殆ど動けないので床にて積読消化になります。
去年亡くなった世界的イラストレイターにしてBD(バンド・デシネ=仏語圏コミック)アーティストのメビウスこと、ジャン・ジローが画を担当した西部劇BD『ブルーベリー [黄金の銃弾と亡霊]』を読了しました。
彼のプロ・デヴュー・シリーズであり、代表作でもありますが、これが初邦訳。
後年、SFファンタシー系を描くときはメビウス名義を、リアリスティック系を描くときは本名のジャン・ジロー名義を使い分ける事になります。

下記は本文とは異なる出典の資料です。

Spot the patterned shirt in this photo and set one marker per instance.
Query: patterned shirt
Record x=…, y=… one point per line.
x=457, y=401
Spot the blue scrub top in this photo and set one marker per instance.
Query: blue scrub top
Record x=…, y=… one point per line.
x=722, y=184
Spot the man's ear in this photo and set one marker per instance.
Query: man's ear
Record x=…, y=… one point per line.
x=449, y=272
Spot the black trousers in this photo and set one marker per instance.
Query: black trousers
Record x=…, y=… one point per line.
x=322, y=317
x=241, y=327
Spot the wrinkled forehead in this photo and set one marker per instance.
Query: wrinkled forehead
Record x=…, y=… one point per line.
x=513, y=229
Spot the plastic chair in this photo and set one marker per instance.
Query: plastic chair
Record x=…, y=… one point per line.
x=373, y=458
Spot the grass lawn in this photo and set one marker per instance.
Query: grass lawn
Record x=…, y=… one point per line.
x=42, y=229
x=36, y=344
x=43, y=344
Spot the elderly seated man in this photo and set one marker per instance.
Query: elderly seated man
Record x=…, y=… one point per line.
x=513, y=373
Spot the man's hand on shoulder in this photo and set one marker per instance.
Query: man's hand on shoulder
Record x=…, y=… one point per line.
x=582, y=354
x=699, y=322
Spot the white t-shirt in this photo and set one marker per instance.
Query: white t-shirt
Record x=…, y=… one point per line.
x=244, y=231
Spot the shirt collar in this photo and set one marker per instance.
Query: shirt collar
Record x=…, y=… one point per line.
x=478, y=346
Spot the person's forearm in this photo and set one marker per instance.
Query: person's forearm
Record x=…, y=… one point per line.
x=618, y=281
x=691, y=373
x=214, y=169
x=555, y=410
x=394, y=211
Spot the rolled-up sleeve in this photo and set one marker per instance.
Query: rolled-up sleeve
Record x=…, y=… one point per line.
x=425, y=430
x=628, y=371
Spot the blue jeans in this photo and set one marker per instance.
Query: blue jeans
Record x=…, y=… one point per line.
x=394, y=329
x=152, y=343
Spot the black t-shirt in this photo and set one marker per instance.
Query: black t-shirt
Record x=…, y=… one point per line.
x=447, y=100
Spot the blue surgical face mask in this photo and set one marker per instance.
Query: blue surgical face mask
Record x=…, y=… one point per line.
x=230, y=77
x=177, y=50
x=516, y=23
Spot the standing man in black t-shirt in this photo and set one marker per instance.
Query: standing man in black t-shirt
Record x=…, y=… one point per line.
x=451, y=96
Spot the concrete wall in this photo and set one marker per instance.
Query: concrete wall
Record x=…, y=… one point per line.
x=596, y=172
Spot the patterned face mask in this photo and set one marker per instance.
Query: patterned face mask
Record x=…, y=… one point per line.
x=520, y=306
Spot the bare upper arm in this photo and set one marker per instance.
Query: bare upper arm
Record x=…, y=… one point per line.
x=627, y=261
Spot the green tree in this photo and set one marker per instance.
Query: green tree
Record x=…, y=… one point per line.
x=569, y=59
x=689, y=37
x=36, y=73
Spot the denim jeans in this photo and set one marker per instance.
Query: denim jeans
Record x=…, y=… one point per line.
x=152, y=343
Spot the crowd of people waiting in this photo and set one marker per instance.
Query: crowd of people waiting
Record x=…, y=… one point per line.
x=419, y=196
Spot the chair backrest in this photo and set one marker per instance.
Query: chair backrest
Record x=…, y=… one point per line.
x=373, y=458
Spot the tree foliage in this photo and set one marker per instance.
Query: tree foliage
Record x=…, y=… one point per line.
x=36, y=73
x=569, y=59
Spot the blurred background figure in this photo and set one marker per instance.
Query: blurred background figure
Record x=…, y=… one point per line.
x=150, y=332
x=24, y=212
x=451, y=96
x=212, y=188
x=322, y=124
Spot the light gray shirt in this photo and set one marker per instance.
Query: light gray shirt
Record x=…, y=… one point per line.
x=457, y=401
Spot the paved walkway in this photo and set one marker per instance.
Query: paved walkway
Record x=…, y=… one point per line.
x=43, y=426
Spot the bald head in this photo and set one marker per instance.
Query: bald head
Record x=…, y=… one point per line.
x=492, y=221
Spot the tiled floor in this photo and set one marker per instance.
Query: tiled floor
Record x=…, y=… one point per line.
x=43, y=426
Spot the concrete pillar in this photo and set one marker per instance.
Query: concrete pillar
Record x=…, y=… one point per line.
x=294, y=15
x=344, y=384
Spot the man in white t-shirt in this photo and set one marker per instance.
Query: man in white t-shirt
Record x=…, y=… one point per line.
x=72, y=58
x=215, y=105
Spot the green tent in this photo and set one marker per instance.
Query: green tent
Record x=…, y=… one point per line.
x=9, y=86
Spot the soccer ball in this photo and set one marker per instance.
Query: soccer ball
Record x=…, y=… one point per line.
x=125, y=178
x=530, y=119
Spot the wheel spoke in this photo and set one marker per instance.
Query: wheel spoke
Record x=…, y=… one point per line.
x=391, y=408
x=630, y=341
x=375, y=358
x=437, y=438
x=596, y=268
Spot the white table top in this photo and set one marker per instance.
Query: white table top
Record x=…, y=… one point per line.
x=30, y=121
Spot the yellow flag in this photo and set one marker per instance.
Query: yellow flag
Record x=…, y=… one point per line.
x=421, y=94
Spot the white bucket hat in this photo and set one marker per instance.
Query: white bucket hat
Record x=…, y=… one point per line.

私も含めて多くのジャン・ジローメビウス・ファンは、主にメビウス名義のSFファンタシーものばかりに触れて来ました。
しかしこのジャン・ジロー名義の西部劇は、リアリスティックでありながら、コミックならではの表現も楽しめるようになっています。


まずジャン=ミシェル・シャルリエの原作が面白い。
主人公のブルーベリーだけではなく、活きの良い小悪党どもが跋扈する世界。
物語の発端からは予想も付かない方向に、話が曲がりくねって行く冒険譚となって行きます。
そして何よりもジャン・ジローの画!
緻密でありながらユーモアのある線に触れるだけでも嬉しい。
メビウス名義の自由奔放さは潜めていますが、コマ割りも含めて普通のコミックのフォーマットに則っているものの、それでもはち切れんばかりに世界が、空間が、人物が活写されています。
これはもう眼福としか言いようがありません。
面白い物語に素晴らしい画が重なりあった時、時間を忘れて西部の荒野に没入してしまうのは当然でしょう。


そう、これは西部劇なのです。
本書には3編の物語が収録されていますが、どれも開拓者精神は左程感じられません。
人間の性格や変化するそれらの関係が中心で、しかも善悪の堺が曖昧な描写の数々は、アメリカ製よりもイタリア製のマカロニ・ウェスタンに近いように思えました。
それとエルモア・レナードの犯罪小説の世界も想起させます。
荒涼とした世界で騙し騙される男と男、男と女の物語は、下手すると殺伐としたものになりかねないものです。
しかしユーモアのある人物描写とジャン・ジローの画によって、とっつき易いものにもなっていました。
西部劇が苦手だという人にも、一読をお勧めしたい傑作集なのです。


残念なのは版サイズ。
25.8mm x 19mmと小さくは無いのに、それでもジャン・ジローの画とびっしり書かれた吹き出しを読むのには小さ過ぎます。
せめてA4サイズで出してくれたら…とも思いますが、余り売れそうもないジャンルだけにそれは贅沢というものでしょう。
ここはまさかの翻訳出版を喜びましょう。


願わくば、まだまだ未訳のブルーベリーものが翻訳出版で読めますように。